Can you be a data scientist without knowing how to code? Nope. But if it is that simple, why did I write this article?
It turns out the answer is a little more nuanced than that. In my view a data scientist is someone who is at a scientist level of knowledge for the uses of data. Scientist level skills are not something you can take a shortcut on.
Not all scientists match stereotypes
There are several different “flavors” of scientist in the real world. While there are of course university researchers, field biologists, and pharmaceutical developers, there are also practitioners like the chemists at Procter & Gamble working on what your Old Spice body wash smells like.
Data science is similar in that respect. While the perception of typical scientists all wearing white lab coats is wrong, the perception that all data scientists work at internet companies like Facebook and Google is equally wrong. Listen to some of the guests on the DataFramed podcast and you’ll see they come from backgrounds including consulting, non-profits, medicine, retail, etc.
Where am I going with this?
Lots of professionals need to use science without being scientists
The science of brewing beer is based on chemistry that is simple at a high level but incredibly nuanced in the details. Large brewers and their suppliers employ scores of chemists to ensure consistent quality of execution and tinkering with new formulas.
However, one does not need to be a chemist to brew good beer at home. Knowledge of the chemical principles along with standardized ingredients and processes can produce remarkably good beer. (I used to be a good homebrewer despite struggling in Chemistry 101 & 102)
I see data science in the same way. I do not refer to myself as a data scientist because I do not think my skills are Heisenberg level.
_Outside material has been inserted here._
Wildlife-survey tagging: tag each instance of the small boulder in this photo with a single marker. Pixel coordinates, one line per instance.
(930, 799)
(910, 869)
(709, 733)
However, I do consider myself a strong data analytics practitioner (to be clear, I was a strong SAS programmer a couple years ago and am currently a Python hobbyist).
New tools and programs such as Microsoft Azure, KNIME, and Alteryx make it possible to perform complex analyses without writing a line of code. However, practitioners still need much of the appropriate background in math which is far more difficult than the coding aspect to know well.
Alteryx is to data science as WordPress is to web development
There is an example of something similar in the tech world. Twenty years ago in order to create a website that was anything more than one page with static content required coding skills.
In 2018 amateurs can create excellent sites with little no web development background using wordpress (well maybe some amateurs can…you all can see www.theanalyticsdude.com is mediocre at best). However, in order to call yourself a web developer you still need to have a solid background in html, CSS, PHP, etc.
Data science without coding; Is dropping this barrier to entry awesome, awful, or somewhere in between?
Whether this is a good or bad thing will largely depend on who you ask. Many current and “credentialed” data scientists will probably see it as somewhat negative. A higher supply of labor typically means lower salaries or lower salary growth.
However, that might not be the largest negative effect. Statistical models, including modern machine learning ones, typically involve some mathematical assumptions. If these assumptions are not valid, the entire model is useless. This is bad when it means lost time, but is even worse when it creates a model that produces results that seem useful but in fact are not accurate.
When statistical models break, it is not always obvious. Sure, there are times when code won’t compile or results turn out obviously wrong. However there are also plenty of times when the results seem like they could be correct, but have no mathematical basis whatsoever.
I’ll return to my homebrewing analogy; thankfully there really is not a whole lot that can go wrong with home brewed beer that can actually hurt someone. If there is bad bacteria present it will taste and smell awful and thus no one will drink any. Unfortunately moonshine (homemade liquor) can be dangerous if made improperly. While stories of people going blind from drinking moonshine are largely old wives tales, there are still bad health effects from poorly produced ‘shine.
Lowering the barrier to entry for people who have a proclivity towards data but are either scared of learning to code or feel they dont have the time (that is an excuse, and not a particularly good one) is a net positive. Not only will there be more “data aware” workers out there, most of their output should be better. For instance a financial model workflow in Alteryx is light years more straightforward than one in Excel, and easier to troubleshoot also.
You cannot be a data scientist without knowing how to code. That will likely never change. However, you can do lots of good things with data, including some sophisticated models provided you understand the math.